Après de longs travaux préliminaires, le Conseil fédéral adoptait, le 15 juin 2007, le message relatif à la modification de la loi fédérale instituant des mesures visant au maintien de la sûreté intérieure (LMSI). Dans ce cadre, il s'est prononcé en faveur d'une amélioration des moyens de recherche d'informations en matière de renseignement placés sous contrôle strict et limités aux domaines du terrorisme, des services de renseignements politiques ou militaires prohibés et de la prolifération nucléaire. En cas de menace concrète, il était prévu en "dernier ressort" et afin d'éclaircir la situation de permettre la surveillance préventive de la correspondance par poste et par télécommunication, l'observation, également au moyen d'appareils techniques de surveillance, de lieux qui ne sont pas accessibles au public ainsi que la perquisition secrète de systèmes informatiques. L'engagement de ces moyens devait être soumis à une double autorisation (examen au niveau judiciaire par le Tribunal administratif fédéral et examen politique par les chefs respectifs du DFJP et du DDPS). En somme, il s'agissait de rapprocher les instruments de recherche d'informations du service suisse de renseignement intérieur des standards européens.

Par la suite, le Conseil national a décidé le 17 décembre 2008 de ne pas entrer en matière sur le projet. Quant au Conseil des États, en tant que second conseil, il décidait, le 3 mars 2009, d'entrer en matière, mais en renvoyant le projet au Conseil fédéral. Cette décision de renvoi a été approuvée par le Conseil national le 28 avril 2009.

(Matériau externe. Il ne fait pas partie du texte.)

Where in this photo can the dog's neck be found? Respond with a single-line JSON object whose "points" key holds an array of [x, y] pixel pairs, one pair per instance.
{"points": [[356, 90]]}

Le 27 novembre 2009, le Conseil fédéral a discuté de la marche à suivre. Étant donné les fortes critiques du Parlement (auxquelles l'auteur de la motion fait référence) et la décision de renvoi des deux chambres, mais également en regard des changements intervenus dans la situation des faits et la situation juridique depuis le dépôt du message et qui ont des conséquences directes ou indirectes sur le projet de loi, le Conseil fédéral s'est prononcé en faveur d'une procédure en deux étapes. Dans un premier temps, il s'agit de prendre en compte la nouvelle organisation du Service de renseignement et de mettre en oeuvre les souhaits des autorités de surveillance. Plus particulièrement, des adaptations susceptibles d'être approuvées doivent être entreprises dans le domaine de la recherche d'informations, de manière à permettre au Service de renseignement d'obtenir des résultats rapidement et efficacement.

L'adoption d'une codification globale est prévue dans un deuxième temps. Le message correspondant devrait être approuvé d'ici à fin 2012. Dans ce cadre, lesdits "moyens spéciaux d'acquisition d'informations", qui ont jusqu'ici suscité la critique lors des débats parlementaires, seront examinés encore une fois et, dans la mesure du nécessaire, feront l'objet d'une nouvelle proposition.

Le Conseil fédéral propose de rejeter la motion.